Device description: Subjects were implanted with one or more wireless stimulator systems (StimRelieve LLC, Miami Beach, FL, USA) each containing four or eight contacts (3 mm in diameter with 4 mm spacing). The stimulator system utilizes an implantable electrode contact array, microprocessor receiver and antenna embedded within the electrode wire that couples to an external transmitting antenna and pulse generator (Figs. 1 and 2) The implanted stimulator is 100% passive (i.e., no implanted power source). The external transmitting antenna was worn in a baseball cap (Fig. 3) and is wirelessly coupled to provide energy to the implanted stimulator. Subjects would have to wear the baseball cap on a daily base for at least 8 h/day. The antenna component would cover the location of the inbedded receiver, externally powering the electrode array and thus providing therapeutic stimulation to the enervated nerves. The external pulse generator is programmed by the clinician to send desired stimulation parameters through a direct electric coupling RF transmitting antenna to the electrode receiver, thereby wirelessly transferring stimulation commands and power to the implanted stimulator. The system uses radiofrequency energy at 915 MHz to transfer power and selected parameters to the implanted stimulator. The implanted stimulator and power source are coupled at such a short distance that the energy emitted from the antenna is relatively low. Wavelengths and product specifications have been designed to decrease risk related to the wireless transmission of energy12 and reliably transfer the clinician’s desired stimulation parameters [23].

Fig. 1 Neuro-stimulator electrode, MRI compatible, for both 1.5 and 3 T.
Fig. 1

Neuro-stimulator electrode, MRI compatible, for both 1.5 and 3 T.

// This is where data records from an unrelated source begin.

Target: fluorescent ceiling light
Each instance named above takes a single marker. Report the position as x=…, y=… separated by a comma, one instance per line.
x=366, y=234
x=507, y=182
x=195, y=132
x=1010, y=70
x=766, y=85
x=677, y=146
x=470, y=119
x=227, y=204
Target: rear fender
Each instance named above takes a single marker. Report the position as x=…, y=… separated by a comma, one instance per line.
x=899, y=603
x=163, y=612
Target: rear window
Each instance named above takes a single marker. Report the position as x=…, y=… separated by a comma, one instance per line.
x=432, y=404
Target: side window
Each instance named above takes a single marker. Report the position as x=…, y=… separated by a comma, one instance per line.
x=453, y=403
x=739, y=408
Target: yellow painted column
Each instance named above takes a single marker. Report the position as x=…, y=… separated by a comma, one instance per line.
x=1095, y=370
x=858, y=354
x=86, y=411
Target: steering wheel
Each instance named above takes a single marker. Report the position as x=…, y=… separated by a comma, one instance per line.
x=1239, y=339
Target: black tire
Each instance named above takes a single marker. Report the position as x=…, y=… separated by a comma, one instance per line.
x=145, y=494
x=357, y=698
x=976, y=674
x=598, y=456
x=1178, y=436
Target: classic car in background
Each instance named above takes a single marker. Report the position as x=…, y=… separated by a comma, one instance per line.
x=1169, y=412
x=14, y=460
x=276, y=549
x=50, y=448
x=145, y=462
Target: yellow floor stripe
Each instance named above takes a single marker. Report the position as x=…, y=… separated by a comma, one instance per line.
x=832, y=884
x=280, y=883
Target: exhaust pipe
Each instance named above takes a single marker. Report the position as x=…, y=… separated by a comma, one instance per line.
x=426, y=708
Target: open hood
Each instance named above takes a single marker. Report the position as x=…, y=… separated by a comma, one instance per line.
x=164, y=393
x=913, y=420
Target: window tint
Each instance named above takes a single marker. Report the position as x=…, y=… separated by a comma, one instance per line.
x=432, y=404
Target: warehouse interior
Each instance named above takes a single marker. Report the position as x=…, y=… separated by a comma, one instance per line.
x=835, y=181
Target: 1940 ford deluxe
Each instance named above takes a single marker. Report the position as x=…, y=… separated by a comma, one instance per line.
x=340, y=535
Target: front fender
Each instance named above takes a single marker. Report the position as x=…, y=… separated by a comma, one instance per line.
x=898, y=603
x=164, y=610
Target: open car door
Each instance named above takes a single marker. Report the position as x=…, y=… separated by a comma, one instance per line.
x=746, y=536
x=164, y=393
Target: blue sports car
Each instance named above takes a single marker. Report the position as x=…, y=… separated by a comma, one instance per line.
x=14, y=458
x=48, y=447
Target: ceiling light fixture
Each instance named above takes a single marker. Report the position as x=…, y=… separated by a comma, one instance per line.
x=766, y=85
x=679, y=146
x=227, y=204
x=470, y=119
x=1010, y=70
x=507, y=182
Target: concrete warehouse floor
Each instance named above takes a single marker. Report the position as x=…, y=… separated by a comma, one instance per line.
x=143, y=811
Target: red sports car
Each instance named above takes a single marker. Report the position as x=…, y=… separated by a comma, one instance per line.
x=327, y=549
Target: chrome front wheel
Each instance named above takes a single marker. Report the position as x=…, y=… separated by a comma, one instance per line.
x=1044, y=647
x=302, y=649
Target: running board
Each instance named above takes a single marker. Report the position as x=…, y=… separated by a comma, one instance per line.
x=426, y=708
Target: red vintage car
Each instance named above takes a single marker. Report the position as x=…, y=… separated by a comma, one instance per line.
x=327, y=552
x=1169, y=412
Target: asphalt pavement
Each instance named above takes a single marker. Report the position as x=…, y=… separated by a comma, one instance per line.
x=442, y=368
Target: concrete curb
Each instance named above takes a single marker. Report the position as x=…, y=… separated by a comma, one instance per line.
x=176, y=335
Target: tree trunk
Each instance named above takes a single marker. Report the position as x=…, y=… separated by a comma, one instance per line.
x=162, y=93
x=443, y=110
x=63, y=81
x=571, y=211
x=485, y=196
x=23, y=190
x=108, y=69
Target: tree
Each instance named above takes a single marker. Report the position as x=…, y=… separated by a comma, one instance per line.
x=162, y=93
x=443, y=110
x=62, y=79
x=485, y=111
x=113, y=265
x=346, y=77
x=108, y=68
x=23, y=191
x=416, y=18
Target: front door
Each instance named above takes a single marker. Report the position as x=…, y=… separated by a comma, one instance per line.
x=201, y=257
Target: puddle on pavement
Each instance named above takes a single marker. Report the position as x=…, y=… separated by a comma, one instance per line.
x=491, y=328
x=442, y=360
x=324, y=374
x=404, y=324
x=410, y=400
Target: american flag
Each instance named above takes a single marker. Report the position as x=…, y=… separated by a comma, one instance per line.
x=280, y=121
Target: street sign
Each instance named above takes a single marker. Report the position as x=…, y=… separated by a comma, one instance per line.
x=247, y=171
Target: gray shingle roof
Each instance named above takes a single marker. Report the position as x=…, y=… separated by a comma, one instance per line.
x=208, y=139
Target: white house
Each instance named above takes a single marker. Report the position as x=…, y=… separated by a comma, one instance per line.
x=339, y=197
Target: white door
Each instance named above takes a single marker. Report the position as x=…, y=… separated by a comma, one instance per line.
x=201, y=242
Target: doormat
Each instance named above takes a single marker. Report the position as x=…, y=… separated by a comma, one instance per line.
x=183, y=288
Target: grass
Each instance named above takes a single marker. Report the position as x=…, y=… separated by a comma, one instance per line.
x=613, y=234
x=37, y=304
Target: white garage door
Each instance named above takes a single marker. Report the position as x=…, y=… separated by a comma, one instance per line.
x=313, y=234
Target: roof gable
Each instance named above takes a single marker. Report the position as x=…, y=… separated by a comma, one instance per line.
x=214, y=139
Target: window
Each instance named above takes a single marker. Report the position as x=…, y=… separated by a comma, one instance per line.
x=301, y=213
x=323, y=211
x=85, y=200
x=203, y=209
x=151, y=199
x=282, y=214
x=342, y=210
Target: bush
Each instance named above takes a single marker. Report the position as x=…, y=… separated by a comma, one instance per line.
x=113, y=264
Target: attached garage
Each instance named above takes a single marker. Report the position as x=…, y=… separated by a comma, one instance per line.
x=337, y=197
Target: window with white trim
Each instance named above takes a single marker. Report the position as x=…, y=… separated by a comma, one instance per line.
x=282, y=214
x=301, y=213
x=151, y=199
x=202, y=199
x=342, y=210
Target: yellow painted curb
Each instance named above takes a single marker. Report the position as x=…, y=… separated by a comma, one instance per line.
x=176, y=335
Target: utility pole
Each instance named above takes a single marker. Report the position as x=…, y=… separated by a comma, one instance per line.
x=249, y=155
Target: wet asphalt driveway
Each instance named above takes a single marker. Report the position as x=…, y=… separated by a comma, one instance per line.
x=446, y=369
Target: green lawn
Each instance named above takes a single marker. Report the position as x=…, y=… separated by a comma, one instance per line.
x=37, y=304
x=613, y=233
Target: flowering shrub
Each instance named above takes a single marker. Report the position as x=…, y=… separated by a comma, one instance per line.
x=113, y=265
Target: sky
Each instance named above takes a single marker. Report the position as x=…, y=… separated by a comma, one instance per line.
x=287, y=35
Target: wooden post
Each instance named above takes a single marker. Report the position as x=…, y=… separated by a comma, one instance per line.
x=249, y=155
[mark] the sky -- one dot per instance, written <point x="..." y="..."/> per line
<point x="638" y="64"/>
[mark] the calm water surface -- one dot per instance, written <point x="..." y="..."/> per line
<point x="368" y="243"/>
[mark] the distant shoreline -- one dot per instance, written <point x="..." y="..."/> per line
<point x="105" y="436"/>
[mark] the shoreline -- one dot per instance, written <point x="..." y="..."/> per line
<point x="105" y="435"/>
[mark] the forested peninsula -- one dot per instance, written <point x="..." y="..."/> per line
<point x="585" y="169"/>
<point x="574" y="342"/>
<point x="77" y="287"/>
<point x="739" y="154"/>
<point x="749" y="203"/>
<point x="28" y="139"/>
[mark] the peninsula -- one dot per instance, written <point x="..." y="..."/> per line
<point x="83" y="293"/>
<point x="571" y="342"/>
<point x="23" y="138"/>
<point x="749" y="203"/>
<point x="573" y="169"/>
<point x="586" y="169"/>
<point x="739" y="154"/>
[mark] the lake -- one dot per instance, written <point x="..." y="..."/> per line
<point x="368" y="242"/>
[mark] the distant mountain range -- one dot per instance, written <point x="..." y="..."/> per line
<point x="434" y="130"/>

Fig. 2 Neurostimulator receiver.
Fig. 2

Neurostimulator receiver.

Fig. 3 External pulse generator in a baseball cap.
Fig. 3

External pulse generator in a baseball cap.

The stimulation parameter spectrum available for clinical use and evaluation include: amplitude:1-24mA, pulse width: 10-1000 ms, frequency: 5-20,000 Hz.

Surgical procedure: Under strict aseptic precautions, the skin and subcutaneous tissues were infiltrated with local 1% lidocaine. A small skin incision was made for needle insertion, which was shaped by hand to match the skull contour to achieve appropriate device placement. A 14-gauge Tuohy needle at supraorbital, infraorbital, and/or auriculotemporal nerve targets was used for stimulator insertion. Doppler ultrasound was used to map out arterial vasculature around the target stimulator path and the stimulating electrodes were placed adjacent to nerves previously identified as pain generators by successful diagnostic nerve blocks using local anesthetic injections.

AP and lateral fluoroscopic images were used to document final electrode positioning (Figs. 4 and 5). The stimulator system was subsequently activated wirelessly to confirm electrode positioning while the patient reported comfortable paresthesia along the distribution of the targeted nerve, after retraction of the needle tip exposing electrode contacts. The device was anchored via a sub- dermal suture located at the skin entry point. Distal tubing was cut at the insertion site and buried subcutaneously. The skin entry site was closed with suture/steristrip.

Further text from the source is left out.